As per usual, it is the most vulnerable of my patients that feel the biggest impact. The father who has to choose between selling his bike and being able to provide lunch for his son. The mother unable to afford the bus fare to bring her son to a hospital appointment. The teenager left to die in hospital because the council is unable to find social housing to discharge him for his last few months of life. This is the reality of Britain after ten years of Tory rule.
The question is simple: is this the society we want to live in?
Austerity equals a rise in inequality. “We’re all in this together,” we were told. Yet while the wealth of the country continues to be concentrated among the richest, the poorest among us are subjected to a reversal in life expectancy and an increase in child mortality. Austerity is estimated to have cost around 130,000 lives. This, in a country with one of the highest GDPs in the world.
Day in, day out, I see first hand the realities of what it means to break down the social fabric of our state. That is why – after working a 13-hour shift without a break – I am writing this article, and why I will spend my days off this weekend canvassing with the local Labour party.
The neglected state of the health service is being used as an excuse to hand out lucrative private contracts. Yet the news last week of a private mental health facility in Derby being closed to new patients – having been found to be unsafe after a patient committed suicide – is evidence of the problems with introducing market forces into the NHS. The report found that 75% of staff were not adequately trained for the care they were providing within the facility.

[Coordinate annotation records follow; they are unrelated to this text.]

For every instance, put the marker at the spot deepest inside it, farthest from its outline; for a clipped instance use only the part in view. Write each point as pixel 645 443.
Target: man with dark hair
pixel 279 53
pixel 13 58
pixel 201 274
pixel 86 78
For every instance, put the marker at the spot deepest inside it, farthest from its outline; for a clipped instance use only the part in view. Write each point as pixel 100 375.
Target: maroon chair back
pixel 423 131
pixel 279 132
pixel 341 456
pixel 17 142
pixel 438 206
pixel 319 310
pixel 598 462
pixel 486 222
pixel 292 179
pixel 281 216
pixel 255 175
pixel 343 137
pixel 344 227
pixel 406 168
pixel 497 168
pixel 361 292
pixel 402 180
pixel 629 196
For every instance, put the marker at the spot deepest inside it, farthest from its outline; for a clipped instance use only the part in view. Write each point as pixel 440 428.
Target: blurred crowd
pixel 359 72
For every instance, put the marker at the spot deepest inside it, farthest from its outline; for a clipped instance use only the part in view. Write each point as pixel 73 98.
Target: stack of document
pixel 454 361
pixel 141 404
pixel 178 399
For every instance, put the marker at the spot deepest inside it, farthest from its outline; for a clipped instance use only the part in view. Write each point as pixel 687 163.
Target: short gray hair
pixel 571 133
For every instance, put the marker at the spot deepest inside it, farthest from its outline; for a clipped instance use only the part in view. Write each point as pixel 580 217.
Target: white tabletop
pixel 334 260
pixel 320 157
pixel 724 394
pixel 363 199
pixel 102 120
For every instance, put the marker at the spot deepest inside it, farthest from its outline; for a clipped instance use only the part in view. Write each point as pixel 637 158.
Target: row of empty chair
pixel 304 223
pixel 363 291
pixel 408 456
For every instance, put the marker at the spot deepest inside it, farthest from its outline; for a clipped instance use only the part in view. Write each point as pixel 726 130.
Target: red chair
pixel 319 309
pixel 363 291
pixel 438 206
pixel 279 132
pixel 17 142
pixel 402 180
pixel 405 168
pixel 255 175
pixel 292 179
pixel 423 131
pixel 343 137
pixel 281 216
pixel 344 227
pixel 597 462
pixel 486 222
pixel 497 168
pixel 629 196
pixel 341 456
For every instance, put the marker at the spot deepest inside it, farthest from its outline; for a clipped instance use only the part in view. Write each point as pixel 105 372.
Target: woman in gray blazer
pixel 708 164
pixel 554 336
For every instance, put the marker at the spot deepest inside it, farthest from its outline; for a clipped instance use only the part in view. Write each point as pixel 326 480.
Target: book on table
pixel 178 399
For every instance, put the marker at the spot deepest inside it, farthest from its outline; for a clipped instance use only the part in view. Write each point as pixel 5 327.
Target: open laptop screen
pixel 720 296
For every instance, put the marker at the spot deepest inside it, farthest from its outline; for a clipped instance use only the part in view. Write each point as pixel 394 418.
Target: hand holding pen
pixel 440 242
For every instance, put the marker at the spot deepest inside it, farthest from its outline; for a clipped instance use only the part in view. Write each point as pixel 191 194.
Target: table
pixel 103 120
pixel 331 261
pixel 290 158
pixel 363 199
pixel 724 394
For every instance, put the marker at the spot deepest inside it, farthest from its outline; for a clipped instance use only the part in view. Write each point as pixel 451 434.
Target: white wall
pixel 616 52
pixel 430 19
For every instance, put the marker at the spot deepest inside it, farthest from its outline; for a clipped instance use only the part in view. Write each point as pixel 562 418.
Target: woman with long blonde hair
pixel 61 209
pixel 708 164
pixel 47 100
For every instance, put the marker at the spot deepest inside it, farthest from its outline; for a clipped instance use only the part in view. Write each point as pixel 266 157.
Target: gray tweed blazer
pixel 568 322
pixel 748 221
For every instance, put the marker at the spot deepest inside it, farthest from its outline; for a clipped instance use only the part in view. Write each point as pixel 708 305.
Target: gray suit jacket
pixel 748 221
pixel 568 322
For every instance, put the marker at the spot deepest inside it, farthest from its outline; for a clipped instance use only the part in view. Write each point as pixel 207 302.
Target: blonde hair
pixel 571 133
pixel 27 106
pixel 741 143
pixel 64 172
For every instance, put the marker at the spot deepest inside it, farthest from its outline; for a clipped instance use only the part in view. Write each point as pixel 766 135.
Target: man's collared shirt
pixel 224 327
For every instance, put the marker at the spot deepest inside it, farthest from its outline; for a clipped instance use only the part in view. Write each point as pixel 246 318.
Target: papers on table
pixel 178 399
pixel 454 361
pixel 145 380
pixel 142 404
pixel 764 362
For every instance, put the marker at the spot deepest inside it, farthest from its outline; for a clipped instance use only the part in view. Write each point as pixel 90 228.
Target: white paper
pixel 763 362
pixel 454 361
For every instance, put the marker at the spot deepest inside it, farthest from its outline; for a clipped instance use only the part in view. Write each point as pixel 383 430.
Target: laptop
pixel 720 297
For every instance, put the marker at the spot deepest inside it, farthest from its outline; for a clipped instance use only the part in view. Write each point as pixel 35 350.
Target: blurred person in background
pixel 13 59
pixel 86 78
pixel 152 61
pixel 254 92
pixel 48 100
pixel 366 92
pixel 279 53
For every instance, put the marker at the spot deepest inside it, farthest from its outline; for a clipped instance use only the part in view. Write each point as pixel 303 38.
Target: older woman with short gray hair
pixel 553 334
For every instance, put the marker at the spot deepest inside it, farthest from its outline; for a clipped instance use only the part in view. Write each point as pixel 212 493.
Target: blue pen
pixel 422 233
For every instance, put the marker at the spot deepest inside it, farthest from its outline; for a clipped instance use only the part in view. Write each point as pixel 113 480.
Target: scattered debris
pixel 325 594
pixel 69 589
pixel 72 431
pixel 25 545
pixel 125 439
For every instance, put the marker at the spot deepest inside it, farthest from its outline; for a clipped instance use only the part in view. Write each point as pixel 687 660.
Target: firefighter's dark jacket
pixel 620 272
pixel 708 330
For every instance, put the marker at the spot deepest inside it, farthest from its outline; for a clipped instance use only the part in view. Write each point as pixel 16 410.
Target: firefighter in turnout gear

Cutting corners to increase shareholder profits, it turns out, costs lives. Cygnet – the company that owned the facility – reported profits of £334m in 2018. For those who pay attention, this is a familiar story for privately run services. Circle, the company notorious for handing back Hitchingham Hospital in 2015, has been trying to sue Rushcliffe Clinical Commissioning Group (the primary care body) after losing out on a contract to the local NHS hospital. Circle’s argument is that the NHS cannot possibly run the service for less than the private provider due to the fact that NHS staff have “improved NHS benefits”.
That’s right, when private health companies aren’t driving down the standard of patient care, it’s staff’s sick pay and pensions they rip off. The NHS remaining ‘free at the point of care’ doesn’t mean it isn’t being privatised, and these behind-the-scenes private contracts end up costing us more; increasingly diverting funds away from patient care towards costly legal cases and complicated tendering bids.
Moreover, patients’ data is now being used in drug trials by multi-billion dollar pharmaceutical companies and by private tech firms to develop the latest AI technology, only for this technology to be sold back at a profit. Benefits and profits derived from NHS data should be delivered back to service users: not Cygnet, not Circle, not Serco, not GSK, and not Richard Branson.
On 12 December, I urge all my patients to vote against the dismantling of the NHS, and to vote against turning the NHS into a profit-driven empire for the super rich. Because the real shareholders in the NHS are the public who use it, and the only way we can deliver the health service we want to see is by voting for real change.
Joanna Dobbin is a junior doctor and member of the Migrant Solidarity Group.